Histogram Based Feature
Many researches have been applied based the histogram, where the orientation histogram is used as a feature vector [32]. The first implementation of the orientation histogram in gesture recognition system and real time was done by William F. and Michal R. [32]; they presented a method for recognizing gestures based on pattern recognition using orientation histogram. For digitized input image, black and white input video was used, some transformations were made on the image to compute the histogram of local orientation of each image, then a filter applied to blur the histogram, and plot it in polar coordinates. The system consists of two phases; training phase, and running phase. In the training phase, for different input gestures the training set is stored with their histograms. In running phase an input image is presented to the computer and the feature vector for the new image is formed, Then comparison performed between the feature vector of the input image with the feature vector (oriented histogram) of all images of the training phase, using Euclidean distance metric and the less error between the two compared histograms will be selected. The total process time was 100 msec per frame.
Fuzzy Clustering Algorithm
Clustering algorithms is a general term comprises all methods that partitioning the given set of sample data into subsets or clusters [35] based on some measures between grouped elements [12]. According to this measure the pattern that share the same characteristics are grouped together to form a cluster [12]. Clustering Algorithms have been widely spread because of their ability of grouping complicated data collections into regularly clusters [35]. In fuzzy clustering, the partitioning of sample data into groups in a fuzzy way are the main difference between fuzzy clustering and other clustering algorithm [12], where the single data pattern might belong to different data groups [12].
CONCLUSION & FUTUREWROK
Building an efficient human-machine interaction is an important goal of gesture recognition system.

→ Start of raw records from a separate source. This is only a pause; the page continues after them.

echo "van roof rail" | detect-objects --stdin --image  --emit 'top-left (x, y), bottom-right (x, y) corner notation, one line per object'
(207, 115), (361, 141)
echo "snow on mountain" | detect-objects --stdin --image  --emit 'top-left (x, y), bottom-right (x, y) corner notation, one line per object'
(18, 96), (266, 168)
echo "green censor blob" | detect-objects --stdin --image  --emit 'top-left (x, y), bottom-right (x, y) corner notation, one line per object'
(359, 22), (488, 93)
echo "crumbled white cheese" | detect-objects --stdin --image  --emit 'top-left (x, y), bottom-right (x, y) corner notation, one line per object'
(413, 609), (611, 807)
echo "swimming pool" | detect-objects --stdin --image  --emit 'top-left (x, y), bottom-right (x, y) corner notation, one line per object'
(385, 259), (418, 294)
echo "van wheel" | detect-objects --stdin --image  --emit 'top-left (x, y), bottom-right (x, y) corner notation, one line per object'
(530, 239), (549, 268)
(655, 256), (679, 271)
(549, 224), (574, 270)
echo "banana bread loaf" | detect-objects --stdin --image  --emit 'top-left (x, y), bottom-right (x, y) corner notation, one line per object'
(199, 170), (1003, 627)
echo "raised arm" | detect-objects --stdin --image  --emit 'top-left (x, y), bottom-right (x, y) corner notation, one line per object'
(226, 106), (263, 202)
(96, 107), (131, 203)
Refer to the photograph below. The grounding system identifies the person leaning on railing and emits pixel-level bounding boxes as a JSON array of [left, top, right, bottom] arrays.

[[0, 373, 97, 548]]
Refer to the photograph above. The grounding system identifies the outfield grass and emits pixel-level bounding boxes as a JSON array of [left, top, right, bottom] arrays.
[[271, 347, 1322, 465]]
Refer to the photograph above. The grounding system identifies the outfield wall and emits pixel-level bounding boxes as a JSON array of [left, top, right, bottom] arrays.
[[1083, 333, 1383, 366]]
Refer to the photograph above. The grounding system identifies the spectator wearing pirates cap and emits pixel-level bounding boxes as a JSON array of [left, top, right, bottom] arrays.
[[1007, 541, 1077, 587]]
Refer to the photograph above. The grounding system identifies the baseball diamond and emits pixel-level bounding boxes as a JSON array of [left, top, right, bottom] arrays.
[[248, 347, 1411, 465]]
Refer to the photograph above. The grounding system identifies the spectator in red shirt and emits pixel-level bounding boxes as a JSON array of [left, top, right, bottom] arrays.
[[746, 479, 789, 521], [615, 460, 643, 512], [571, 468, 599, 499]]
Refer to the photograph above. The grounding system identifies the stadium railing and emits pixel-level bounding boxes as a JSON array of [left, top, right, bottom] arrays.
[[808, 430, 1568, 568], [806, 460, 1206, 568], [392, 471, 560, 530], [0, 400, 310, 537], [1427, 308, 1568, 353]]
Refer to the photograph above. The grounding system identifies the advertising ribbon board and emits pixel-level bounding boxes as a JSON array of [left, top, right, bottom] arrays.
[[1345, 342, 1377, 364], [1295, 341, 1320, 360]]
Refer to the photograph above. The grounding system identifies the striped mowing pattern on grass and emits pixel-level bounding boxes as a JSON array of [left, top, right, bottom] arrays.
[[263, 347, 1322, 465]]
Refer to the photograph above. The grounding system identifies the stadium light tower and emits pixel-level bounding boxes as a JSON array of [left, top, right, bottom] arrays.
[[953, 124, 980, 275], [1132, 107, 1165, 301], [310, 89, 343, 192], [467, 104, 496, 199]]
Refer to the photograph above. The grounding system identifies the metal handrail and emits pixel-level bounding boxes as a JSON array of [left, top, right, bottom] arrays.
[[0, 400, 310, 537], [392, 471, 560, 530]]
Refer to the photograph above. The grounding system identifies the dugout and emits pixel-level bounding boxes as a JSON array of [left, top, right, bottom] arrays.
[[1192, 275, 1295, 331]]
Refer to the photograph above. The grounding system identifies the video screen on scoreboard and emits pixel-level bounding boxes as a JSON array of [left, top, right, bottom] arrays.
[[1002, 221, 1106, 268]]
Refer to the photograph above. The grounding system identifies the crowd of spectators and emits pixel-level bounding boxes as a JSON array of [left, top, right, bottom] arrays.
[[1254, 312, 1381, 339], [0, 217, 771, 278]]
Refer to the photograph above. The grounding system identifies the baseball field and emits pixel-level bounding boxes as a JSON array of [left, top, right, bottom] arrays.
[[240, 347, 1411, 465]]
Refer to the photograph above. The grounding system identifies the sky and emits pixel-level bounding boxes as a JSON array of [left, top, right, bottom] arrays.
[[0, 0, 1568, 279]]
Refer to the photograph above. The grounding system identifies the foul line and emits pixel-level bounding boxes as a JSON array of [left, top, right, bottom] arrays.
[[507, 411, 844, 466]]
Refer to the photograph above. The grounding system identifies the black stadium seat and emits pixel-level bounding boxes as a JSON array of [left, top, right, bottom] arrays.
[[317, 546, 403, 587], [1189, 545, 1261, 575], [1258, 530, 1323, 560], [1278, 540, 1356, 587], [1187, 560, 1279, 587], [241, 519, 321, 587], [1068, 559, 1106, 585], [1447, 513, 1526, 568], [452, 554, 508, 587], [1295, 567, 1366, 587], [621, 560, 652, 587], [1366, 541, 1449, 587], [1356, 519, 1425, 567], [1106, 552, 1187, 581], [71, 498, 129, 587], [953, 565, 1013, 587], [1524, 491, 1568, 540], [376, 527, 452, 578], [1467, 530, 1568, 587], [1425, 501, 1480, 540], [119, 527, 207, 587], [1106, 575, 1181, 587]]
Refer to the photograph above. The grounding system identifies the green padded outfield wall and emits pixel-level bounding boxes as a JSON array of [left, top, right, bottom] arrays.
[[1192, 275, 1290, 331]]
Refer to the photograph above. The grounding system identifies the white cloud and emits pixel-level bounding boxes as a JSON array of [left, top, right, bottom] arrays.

Many applications of gesture recognition system ranging from virtual reality to sign language recognition and robot control. In this paper a survey on tools and techniques of gesture recognition system have been provided with emphasis on hand gesture expressions. The major tools surveyed include HMMs, ANN, and fuzzy clustering have been reviewed and analyzed. Most researchers are using colored images for achieving better results. Comparison between various gesture recognition systems have been presented with explaining the important parameters needed for any recognition system which include: the segmentation process, features extraction, and the classification algorithm.